Attachment theory, originating in the work of John Bowlby and developed by Mary Ainsworth, is a psychological, evolutionary and ethological theory that provides a descriptive and explanatory framework for understanding interpersonal relationships between human beings. Bowlby's observations of close attachments led him to believe that close emotional bonds or “attachments” between an infant and their primary caregiver is an important requirement that is necessary to form “normal social and emotional development”.
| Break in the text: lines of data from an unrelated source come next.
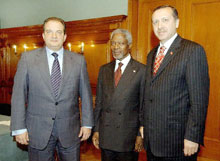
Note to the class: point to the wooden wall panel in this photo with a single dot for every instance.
(203, 26)
(94, 33)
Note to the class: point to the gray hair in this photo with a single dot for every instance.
(124, 32)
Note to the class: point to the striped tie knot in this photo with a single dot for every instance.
(55, 55)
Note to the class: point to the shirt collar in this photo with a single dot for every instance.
(169, 42)
(59, 52)
(124, 61)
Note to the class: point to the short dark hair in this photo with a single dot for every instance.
(55, 19)
(175, 12)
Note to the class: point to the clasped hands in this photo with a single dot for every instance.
(138, 143)
(189, 149)
(24, 139)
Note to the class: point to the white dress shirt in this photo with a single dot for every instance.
(167, 44)
(125, 62)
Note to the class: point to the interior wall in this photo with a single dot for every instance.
(32, 12)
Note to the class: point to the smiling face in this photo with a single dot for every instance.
(164, 24)
(119, 46)
(54, 35)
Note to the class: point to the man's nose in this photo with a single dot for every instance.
(54, 34)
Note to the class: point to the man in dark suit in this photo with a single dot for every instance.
(45, 100)
(176, 92)
(118, 102)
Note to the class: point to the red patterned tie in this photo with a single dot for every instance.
(159, 59)
(118, 74)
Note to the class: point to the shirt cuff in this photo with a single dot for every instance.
(18, 132)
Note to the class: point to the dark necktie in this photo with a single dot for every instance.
(118, 74)
(55, 75)
(159, 59)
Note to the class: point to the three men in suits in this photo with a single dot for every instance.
(176, 92)
(119, 102)
(45, 100)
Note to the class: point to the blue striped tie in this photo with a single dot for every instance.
(55, 75)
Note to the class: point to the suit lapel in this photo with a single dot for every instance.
(110, 77)
(67, 58)
(42, 62)
(169, 56)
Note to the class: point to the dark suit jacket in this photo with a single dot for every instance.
(117, 109)
(176, 98)
(32, 87)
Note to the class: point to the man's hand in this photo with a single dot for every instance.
(190, 147)
(142, 131)
(95, 139)
(22, 138)
(84, 133)
(138, 144)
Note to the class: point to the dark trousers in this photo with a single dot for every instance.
(109, 155)
(48, 154)
(152, 157)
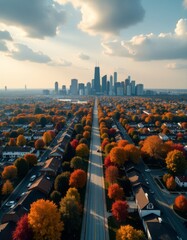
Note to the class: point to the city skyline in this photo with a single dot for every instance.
(60, 40)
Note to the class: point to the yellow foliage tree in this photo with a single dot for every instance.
(127, 232)
(45, 220)
(7, 188)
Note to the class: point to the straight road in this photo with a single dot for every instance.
(95, 225)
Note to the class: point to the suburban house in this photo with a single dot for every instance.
(181, 181)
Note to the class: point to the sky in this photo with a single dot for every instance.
(43, 41)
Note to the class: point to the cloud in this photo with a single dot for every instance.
(176, 66)
(84, 56)
(3, 47)
(107, 16)
(39, 18)
(24, 53)
(5, 35)
(152, 47)
(185, 3)
(60, 63)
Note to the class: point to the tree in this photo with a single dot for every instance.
(22, 167)
(21, 141)
(170, 183)
(9, 172)
(55, 196)
(7, 188)
(31, 159)
(82, 150)
(120, 210)
(118, 155)
(71, 214)
(39, 144)
(78, 163)
(176, 162)
(115, 192)
(73, 193)
(45, 220)
(46, 138)
(78, 128)
(78, 178)
(111, 174)
(127, 232)
(12, 142)
(62, 183)
(23, 230)
(133, 153)
(152, 146)
(180, 203)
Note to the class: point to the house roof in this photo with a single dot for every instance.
(159, 231)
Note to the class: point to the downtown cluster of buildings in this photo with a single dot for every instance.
(101, 86)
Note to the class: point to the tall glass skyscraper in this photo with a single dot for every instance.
(97, 86)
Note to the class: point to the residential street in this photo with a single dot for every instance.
(95, 225)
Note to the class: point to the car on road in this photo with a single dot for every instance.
(10, 203)
(32, 178)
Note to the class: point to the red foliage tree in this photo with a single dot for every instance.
(23, 230)
(181, 203)
(78, 178)
(120, 210)
(39, 144)
(111, 174)
(107, 161)
(115, 192)
(74, 143)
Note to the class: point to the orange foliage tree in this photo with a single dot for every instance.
(176, 162)
(9, 172)
(170, 183)
(111, 174)
(78, 178)
(45, 220)
(127, 232)
(23, 230)
(31, 159)
(120, 210)
(115, 192)
(21, 141)
(118, 156)
(82, 150)
(152, 146)
(133, 153)
(180, 203)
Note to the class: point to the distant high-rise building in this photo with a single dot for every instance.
(56, 87)
(97, 87)
(74, 87)
(81, 89)
(139, 89)
(104, 84)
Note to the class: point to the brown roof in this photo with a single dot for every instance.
(141, 198)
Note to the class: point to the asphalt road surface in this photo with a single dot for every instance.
(95, 225)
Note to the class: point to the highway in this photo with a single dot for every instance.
(95, 224)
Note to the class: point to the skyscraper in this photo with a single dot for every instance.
(97, 87)
(56, 87)
(74, 87)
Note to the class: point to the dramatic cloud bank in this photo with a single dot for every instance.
(152, 47)
(24, 53)
(39, 18)
(107, 16)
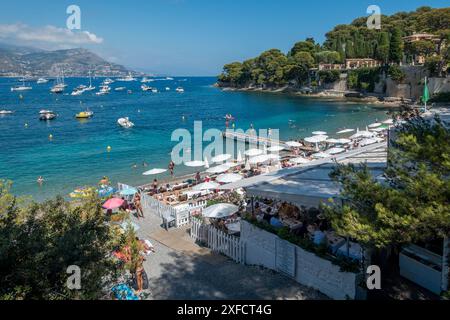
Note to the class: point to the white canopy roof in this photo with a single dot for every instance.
(206, 186)
(253, 152)
(293, 144)
(221, 158)
(154, 172)
(221, 210)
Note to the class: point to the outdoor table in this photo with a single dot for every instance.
(334, 241)
(291, 223)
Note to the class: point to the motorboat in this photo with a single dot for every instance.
(59, 88)
(84, 115)
(47, 116)
(77, 92)
(104, 90)
(125, 123)
(108, 81)
(91, 87)
(128, 78)
(23, 87)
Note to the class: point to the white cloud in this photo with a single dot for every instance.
(48, 35)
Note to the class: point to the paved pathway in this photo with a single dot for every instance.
(181, 270)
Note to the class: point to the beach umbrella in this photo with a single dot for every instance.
(321, 155)
(154, 172)
(316, 139)
(381, 129)
(275, 149)
(194, 164)
(332, 141)
(229, 178)
(346, 131)
(259, 159)
(113, 203)
(239, 158)
(293, 144)
(128, 192)
(367, 142)
(221, 210)
(300, 160)
(253, 152)
(375, 125)
(221, 158)
(335, 150)
(126, 224)
(219, 169)
(206, 186)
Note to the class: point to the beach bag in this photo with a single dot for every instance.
(145, 283)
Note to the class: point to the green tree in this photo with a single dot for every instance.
(38, 242)
(382, 48)
(396, 46)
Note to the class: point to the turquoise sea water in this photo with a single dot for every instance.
(78, 156)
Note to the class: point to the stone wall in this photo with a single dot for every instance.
(310, 270)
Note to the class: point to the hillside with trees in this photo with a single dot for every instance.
(276, 69)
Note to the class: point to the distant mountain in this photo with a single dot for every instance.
(32, 62)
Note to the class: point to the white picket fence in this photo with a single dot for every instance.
(218, 241)
(151, 205)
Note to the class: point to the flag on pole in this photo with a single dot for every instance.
(426, 94)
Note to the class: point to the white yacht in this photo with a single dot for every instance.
(125, 123)
(128, 78)
(23, 87)
(146, 80)
(59, 86)
(104, 90)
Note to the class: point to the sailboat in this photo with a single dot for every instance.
(60, 85)
(128, 78)
(90, 88)
(426, 95)
(23, 87)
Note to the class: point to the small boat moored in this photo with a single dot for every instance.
(84, 115)
(125, 123)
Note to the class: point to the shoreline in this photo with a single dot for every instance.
(325, 95)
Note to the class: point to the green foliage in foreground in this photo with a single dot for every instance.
(412, 205)
(39, 241)
(345, 264)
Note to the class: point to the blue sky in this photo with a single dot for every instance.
(186, 37)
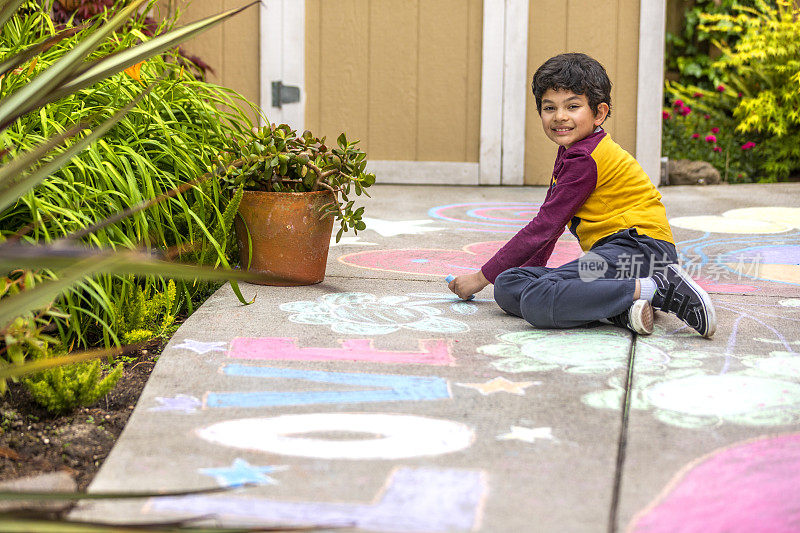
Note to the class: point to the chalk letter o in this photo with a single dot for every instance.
(396, 436)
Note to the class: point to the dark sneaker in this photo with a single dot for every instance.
(638, 318)
(678, 294)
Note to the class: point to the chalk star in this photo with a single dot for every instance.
(345, 241)
(241, 472)
(181, 402)
(528, 434)
(201, 347)
(391, 228)
(500, 384)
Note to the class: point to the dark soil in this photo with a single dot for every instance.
(33, 441)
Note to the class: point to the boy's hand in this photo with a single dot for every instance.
(468, 284)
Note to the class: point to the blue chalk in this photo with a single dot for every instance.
(450, 278)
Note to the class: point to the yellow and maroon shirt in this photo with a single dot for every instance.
(597, 189)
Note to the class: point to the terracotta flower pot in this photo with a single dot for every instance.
(288, 236)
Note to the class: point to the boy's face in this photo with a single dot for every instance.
(567, 117)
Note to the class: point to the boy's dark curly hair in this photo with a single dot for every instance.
(575, 72)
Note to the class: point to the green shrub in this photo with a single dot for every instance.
(688, 56)
(62, 389)
(142, 316)
(699, 125)
(170, 139)
(763, 68)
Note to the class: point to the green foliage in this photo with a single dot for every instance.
(754, 100)
(141, 316)
(24, 337)
(275, 159)
(62, 389)
(699, 125)
(764, 68)
(164, 143)
(688, 52)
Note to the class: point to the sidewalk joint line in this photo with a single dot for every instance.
(622, 440)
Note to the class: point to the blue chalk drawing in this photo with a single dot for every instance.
(358, 313)
(381, 388)
(415, 499)
(241, 472)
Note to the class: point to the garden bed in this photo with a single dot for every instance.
(33, 441)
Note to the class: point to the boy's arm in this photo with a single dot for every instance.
(534, 243)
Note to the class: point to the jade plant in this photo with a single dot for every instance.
(276, 159)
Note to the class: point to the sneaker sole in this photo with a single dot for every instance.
(641, 317)
(711, 318)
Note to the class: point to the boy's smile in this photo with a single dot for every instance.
(567, 117)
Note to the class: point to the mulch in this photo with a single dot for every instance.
(33, 441)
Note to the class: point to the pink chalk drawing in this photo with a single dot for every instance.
(438, 262)
(431, 351)
(710, 285)
(750, 486)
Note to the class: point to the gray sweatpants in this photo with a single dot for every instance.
(598, 285)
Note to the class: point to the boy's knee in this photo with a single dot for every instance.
(506, 293)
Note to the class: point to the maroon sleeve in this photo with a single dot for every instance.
(533, 244)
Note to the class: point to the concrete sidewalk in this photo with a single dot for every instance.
(377, 401)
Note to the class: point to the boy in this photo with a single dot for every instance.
(610, 205)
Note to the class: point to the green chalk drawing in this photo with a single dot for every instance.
(591, 351)
(358, 313)
(761, 395)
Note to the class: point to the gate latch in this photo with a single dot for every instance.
(284, 94)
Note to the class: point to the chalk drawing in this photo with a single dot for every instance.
(779, 263)
(439, 262)
(579, 351)
(734, 265)
(431, 351)
(413, 499)
(387, 436)
(380, 388)
(392, 228)
(528, 434)
(200, 347)
(179, 402)
(750, 220)
(241, 472)
(500, 384)
(750, 486)
(493, 216)
(358, 313)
Although the identification of developmental milestones is of interest to researchers and to children's caregivers, many aspects of developmental change are continuous and do not display noticeable milestones of change. Continuous developmental changes, like growth in stature, involve fairly gradual and predictable progress toward adult characteristics. When developmental change is discontinuous, however, researchers may identify not only milestones of development, but related age periods often called stages. A stage is a period of time, often associated with a known chronological age range, during which a behavior or physical characteristic is qualitatively different from what it is at other ages. When an age period is referred to as a stage, the term implies not only this qualitative difference, but also a predictable sequence of developmental events, such that each stage is both preceded and followed by specific other periods associated with characteristic behavioral or physical qualities.
A common concern in child development is developmental delay involving a delay in an age-specific ability for important developmental milestones. Prevention of and early intervention in developmental delay are significant topics in the study of child development. Developmental delays should be diagnosed by comparison with characteristic variability of a milestone, not with respect to average age at achievement. An example of a milestone would be eye-hand coordination, which includes a child's increasing ability to manipulate objects in a coordinated manner. Increased knowledge of age-specific milestones allows parents and others to keep track of appropriate development.
Abilities for physical movement change through childhood from the largely reflexive (unlearned, involuntary) movement patterns of the young infant to the highly skilled voluntary movements characteristic of later childhood and adolescence.
Children with Down syndrome or Developmental coordination disorder are late to reach major motor skills milestones. A few examples of these milestones are sucking, grasping, rolling, sitting up and walking, talking. Children with Down syndrome sometimes have heart problems, frequent ear infections, hypotonia, or undeveloped muscle mass. This syndrome is caused by atypical chromosomal development. Along with Down syndrome, children can also be diagnosed with a learning disability. Learning Disabilities include disabilities in any of the areas related to language, reading, and mathematics. Basic reading skills is the most common learning disability in children, which, like other disabilities, focuses on the difference between a child's academic achievement and his or her apparent capacity to learn.